SED navigation bar go to SED home page go to Dataplot home page go to NIST home page SED Home Page SED Staff SED Projects SED Products and Publications Search SED Pages
Dataplot Vol 1 Vol 2

GRUBBS TEST

Name:
    GRUBBS TEST
Type:
    Analysis Command
Purpose:
    Perform a Grubbs test for outliers.
Description:
    The Grubbs test, also know as the maximum normalized residual test, can be used to test for outliers in a univariate data set. Note that this test assumes normality, so you test the data for normality before applying the Grubbs test.

    Grubbs test detects one outlier at a time. For multiple outliers, delete the single outlier detected and run the Grubbs test. Repeat this process until no outliers are detected.

    More formally, the Grubbs test can be defined as follows.
    H0: There are no outliers in the data.
    Ha: There is at least one outlier in the data.
    Test Statistic: \( G = \frac{\max(|X_i| - \bar{x})} {s} \)

    where \( \bar{X} \) and s are the sample mean and standard deviation of the data. That is, the Grubbs test statistic is the largest absolute deviation from the sample mean in units of the sample standard deviation.

    Significance
    Level:
    \( \alpha \)
    Critical
    Region
    The hypothesis of no outliers is rejected if

    \( G > \frac{N - 1} {\sqrt{N}} \sqrt{\frac{t^2_{(\alpha/(2N),N-2)}} {N - 2 + t^2_{(\alpha/(2N),N-2)}}} \)

    where t is the percent point function of the t distribution.

    Note that the above is actually a combination of the following two tests:

    1. the test that the minimum value is an outlier.

    2. the test that the maximum value is an outlier.

    To generate these one-sided tests, the test statistic is

      \( G = \frac{\bar{Y} - Y_{min}} {s} \)

    or

      \( G = \frac{Y_{max} - \bar{Y}} {s} \)

    The significance level in the TPPF function needs to be doubled for the one-sided tests.

    You can request that one of the one-sided tests be performed (see the Syntax section).

    Generally, graphical methods such as the box plot or histogram are used to detect outliers.

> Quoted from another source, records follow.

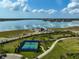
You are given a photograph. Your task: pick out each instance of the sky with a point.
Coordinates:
(39, 8)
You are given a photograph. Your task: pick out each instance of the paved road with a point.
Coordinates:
(13, 56)
(4, 40)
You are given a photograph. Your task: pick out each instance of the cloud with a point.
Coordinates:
(24, 6)
(72, 7)
(49, 11)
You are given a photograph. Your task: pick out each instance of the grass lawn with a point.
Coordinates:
(67, 46)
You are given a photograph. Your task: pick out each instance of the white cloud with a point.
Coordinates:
(19, 4)
(49, 11)
(24, 6)
(72, 7)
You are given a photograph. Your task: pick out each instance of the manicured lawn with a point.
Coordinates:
(67, 46)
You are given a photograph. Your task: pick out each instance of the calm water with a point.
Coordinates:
(29, 24)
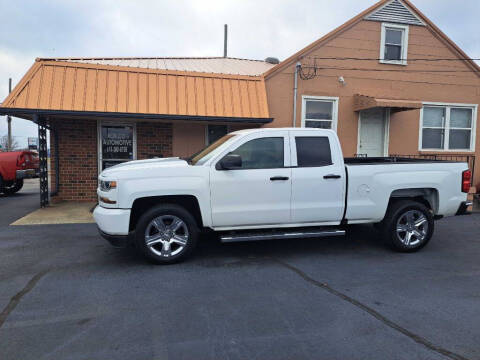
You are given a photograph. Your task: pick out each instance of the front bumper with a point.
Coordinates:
(25, 174)
(112, 221)
(119, 241)
(463, 209)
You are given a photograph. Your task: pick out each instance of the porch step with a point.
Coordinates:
(250, 235)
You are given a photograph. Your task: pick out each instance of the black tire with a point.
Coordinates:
(11, 187)
(397, 215)
(157, 253)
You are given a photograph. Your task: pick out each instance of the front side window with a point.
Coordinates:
(394, 42)
(313, 151)
(320, 113)
(202, 156)
(263, 153)
(447, 128)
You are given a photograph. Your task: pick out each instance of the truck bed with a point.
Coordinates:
(391, 160)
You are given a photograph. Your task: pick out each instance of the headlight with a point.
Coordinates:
(107, 185)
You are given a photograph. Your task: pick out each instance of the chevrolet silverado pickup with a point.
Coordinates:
(263, 184)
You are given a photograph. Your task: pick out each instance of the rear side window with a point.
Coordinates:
(313, 151)
(263, 153)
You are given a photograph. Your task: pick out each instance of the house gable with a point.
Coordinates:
(428, 25)
(395, 12)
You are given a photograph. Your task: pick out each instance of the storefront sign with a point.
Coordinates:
(117, 144)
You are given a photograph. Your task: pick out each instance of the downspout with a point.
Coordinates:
(57, 163)
(295, 88)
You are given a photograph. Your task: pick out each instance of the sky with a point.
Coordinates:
(257, 29)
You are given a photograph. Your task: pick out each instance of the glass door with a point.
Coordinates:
(116, 144)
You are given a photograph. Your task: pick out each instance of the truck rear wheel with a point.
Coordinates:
(11, 187)
(166, 234)
(408, 226)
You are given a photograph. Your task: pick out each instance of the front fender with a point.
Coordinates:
(131, 190)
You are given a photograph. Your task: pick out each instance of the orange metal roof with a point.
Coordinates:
(218, 65)
(63, 85)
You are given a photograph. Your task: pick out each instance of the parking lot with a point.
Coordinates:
(66, 294)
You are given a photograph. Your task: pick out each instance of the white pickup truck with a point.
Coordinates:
(271, 184)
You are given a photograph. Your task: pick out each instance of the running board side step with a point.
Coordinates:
(255, 236)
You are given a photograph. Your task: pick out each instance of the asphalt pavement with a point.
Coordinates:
(66, 294)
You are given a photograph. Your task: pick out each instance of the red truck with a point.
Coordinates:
(16, 166)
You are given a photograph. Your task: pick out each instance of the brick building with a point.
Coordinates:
(101, 112)
(388, 81)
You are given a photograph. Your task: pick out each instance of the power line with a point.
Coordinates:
(388, 70)
(378, 59)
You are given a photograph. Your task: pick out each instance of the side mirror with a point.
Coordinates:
(229, 162)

However, the Grubbs test can be used if you prefer a more formal test.

Syntax 1:
    GRUBBS TEST <y>             <SUBSET/EXCEPT/FOR qualification>
    where <y> is the response variable being tested;
    and where the <SUBSET/EXCEPT/FOR qualification> is optional.

    This syntax performs the two-sided test.

Syntax 2:
    GRUBBS MINIMUM TEST <y>             <SUBSET/EXCEPT/FOR qualification>
    where <y> is the response variable being tested;
    and where the <SUBSET/EXCEPT/FOR qualification> is optional.

    This syntax performs the one-sided test for the minimum value.

Syntax 3:
    GRUBBS MAXIMUM TEST <y>             <SUBSET/EXCEPT/FOR qualification>
    where <y> is the response variable being tested;
    and where the <SUBSET/EXCEPT/FOR qualification> is optional.

    This syntax performs the one-sided test for the maximum value.

Syntax 4:
    GRUBBS TEST <y> <labid>             <SUBSET/EXCEPT/FOR qualification>
    where <y> is the response variable being tested;
                <labid> is a variable containing the lab-id corresponding to each value of the response variable;
    and where the <SUBSET/EXCEPT/FOR qualification> is optional.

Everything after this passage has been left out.